Education is endogenous because factors like personal abilities and family background are correlated with both education and earnings. Experience is also likely to be endogenous because we define it using years of education. Then, factors like abilities introduce endogeneity into the variable.
card$interaction1 <- card$nearc4a * card$age76
card$interaction2 <- card$nearc4a * (card$age76)^2 / 100
# 2SLS
structural_model <- ivreg(lwage76 ~ ed76 + exp + I(exp^2/100) + black + reg76r + smsa76r | nearc4a + nearc4b + interaction1 + interaction2 + exp + I(exp^2/100) + black + reg76r + smsa76r, data = card)
summary(structural_model)
##
## Call:
## ivreg(formula = lwage76 ~ ed76 + exp + I(exp^2/100) + black +
## reg76r + smsa76r | nearc4a + nearc4b + interaction1 + interaction2 +
## exp + I(exp^2/100) + black + reg76r + smsa76r, data = card)
##
## Residuals:
## Min 1Q Median 3Q Max
## -1.61638 -0.22444 0.02206 0.24233 1.34656
##
## Coefficients:
## Estimate Std. Error t value Pr(>|t|)
## (Intercept) 4.590107 0.106727 43.008 < 2e-16 ***
## ed76 0.082539 0.006030 13.688 < 2e-16 ***
## exp 0.087094 0.006952 12.529 < 2e-16 ***
## I(exp^2/100) -0.224720 0.031817 -7.063 2.02e-12 ***
## black -0.181022 0.018325 -9.878 < 2e-16 ***
## reg76r -0.121940 0.015226 -8.009 1.64e-15 ***
## smsa76r 0.157018 0.015793 9.942 < 2e-16 ***
## ---
## Signif. codes: 0 '***' 0.001 '**' 0.01 '*' 0.05 '.' 0.1 ' ' 1
##
## Residual standard error: 0.3746 on 3003 degrees of freedom
## Multiple R-Squared: 0.2891, Adjusted R-squared: 0.2877
## Wald test: 161.6 on 6 and 3003 DF, p-value: < 2.2e-16
This estimated effect is half of the size of the coefficient in the last model.

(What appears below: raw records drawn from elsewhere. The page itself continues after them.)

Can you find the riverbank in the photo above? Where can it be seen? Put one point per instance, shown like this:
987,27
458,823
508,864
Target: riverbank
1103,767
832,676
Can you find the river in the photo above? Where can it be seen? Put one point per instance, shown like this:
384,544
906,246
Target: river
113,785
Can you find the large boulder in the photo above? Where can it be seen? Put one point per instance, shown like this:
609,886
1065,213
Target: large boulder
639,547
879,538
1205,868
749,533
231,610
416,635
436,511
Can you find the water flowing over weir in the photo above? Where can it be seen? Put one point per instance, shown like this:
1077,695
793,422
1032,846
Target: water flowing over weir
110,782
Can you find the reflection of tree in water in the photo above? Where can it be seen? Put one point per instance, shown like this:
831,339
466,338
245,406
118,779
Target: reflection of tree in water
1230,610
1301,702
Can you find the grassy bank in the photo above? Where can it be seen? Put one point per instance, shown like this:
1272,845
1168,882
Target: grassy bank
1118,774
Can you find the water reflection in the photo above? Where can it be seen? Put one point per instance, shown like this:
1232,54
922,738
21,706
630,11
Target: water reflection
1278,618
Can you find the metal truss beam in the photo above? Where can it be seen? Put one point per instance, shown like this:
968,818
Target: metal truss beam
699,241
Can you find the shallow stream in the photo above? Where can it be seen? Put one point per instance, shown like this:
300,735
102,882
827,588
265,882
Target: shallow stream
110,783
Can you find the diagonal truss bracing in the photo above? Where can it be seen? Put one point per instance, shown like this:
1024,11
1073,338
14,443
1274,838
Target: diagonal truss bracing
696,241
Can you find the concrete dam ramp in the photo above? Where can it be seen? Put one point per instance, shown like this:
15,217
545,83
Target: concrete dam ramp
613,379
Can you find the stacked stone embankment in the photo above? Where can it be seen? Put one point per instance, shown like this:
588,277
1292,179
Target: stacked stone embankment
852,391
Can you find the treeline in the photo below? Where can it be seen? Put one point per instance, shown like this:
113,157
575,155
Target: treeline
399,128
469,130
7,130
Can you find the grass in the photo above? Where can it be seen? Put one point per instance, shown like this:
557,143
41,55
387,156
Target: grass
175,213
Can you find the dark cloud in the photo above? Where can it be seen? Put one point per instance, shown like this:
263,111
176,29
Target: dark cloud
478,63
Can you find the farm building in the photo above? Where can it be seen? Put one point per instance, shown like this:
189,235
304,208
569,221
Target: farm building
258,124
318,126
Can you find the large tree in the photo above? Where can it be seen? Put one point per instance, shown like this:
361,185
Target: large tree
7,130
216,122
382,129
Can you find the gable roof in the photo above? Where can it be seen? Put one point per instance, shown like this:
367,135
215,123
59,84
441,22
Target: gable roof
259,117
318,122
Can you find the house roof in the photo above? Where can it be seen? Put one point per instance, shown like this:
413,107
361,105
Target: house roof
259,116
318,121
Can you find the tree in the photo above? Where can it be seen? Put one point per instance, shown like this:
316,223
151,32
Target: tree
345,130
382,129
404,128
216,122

summary(structural_model, diagnostics = TRUE)
##
## Call:
## ivreg(formula = lwage76 ~ ed76 + exp + I(exp^2/100) + black +
## reg76r + smsa76r | nearc4a + nearc4b + interaction1 + interaction2 +
## exp + I(exp^2/100) + black + reg76r + smsa76r, data = card)
##
## Residuals:
## Min 1Q Median 3Q Max
## -1.61638 -0.22444 0.02206 0.24233 1.34656
##
## Coefficients:
## Estimate Std. Error t value Pr(>|t|)
## (Intercept) 4.590107 0.106727 43.008 < 2e-16 ***
## ed76 0.082539 0.006030 13.688 < 2e-16 ***
## exp 0.087094 0.006952 12.529 < 2e-16 ***
## I(exp^2/100) -0.224720 0.031817 -7.063 2.02e-12 ***
## black -0.181022 0.018325 -9.878 < 2e-16 ***
## reg76r -0.121940 0.015226 -8.009 1.64e-15 ***
## smsa76r 0.157018 0.015793 9.942 < 2e-16 ***
##
## Diagnostic tests:
## df1 df2 statistic p-value
## Weak instruments 4 3000 384.015 <2e-16 ***
## Wu-Hausman 1 3002 3.034 0.0817 .
## Sargan 3 NA 10.978 0.0118 *
## ---
## Signif. codes: 0 '***' 0.001 '**' 0.01 '*' 0.05 '.' 0.1 ' ' 1
##
## Residual standard error: 0.3746 on 3003 degrees of freedom
## Multiple R-Squared: 0.2891, Adjusted R-squared: 0.2877
## Wald test: 161.6 on 6 and 3003 DF, p-value: < 2.2e-16
The Wu-Hausman test gives a test statistic of 3.034 with p-value of 0.0817, which is slightly above conventional cutoff of 0.05. The test gives week evidence of an exogenous ed76 in the structural model, so an IV might still be necessary.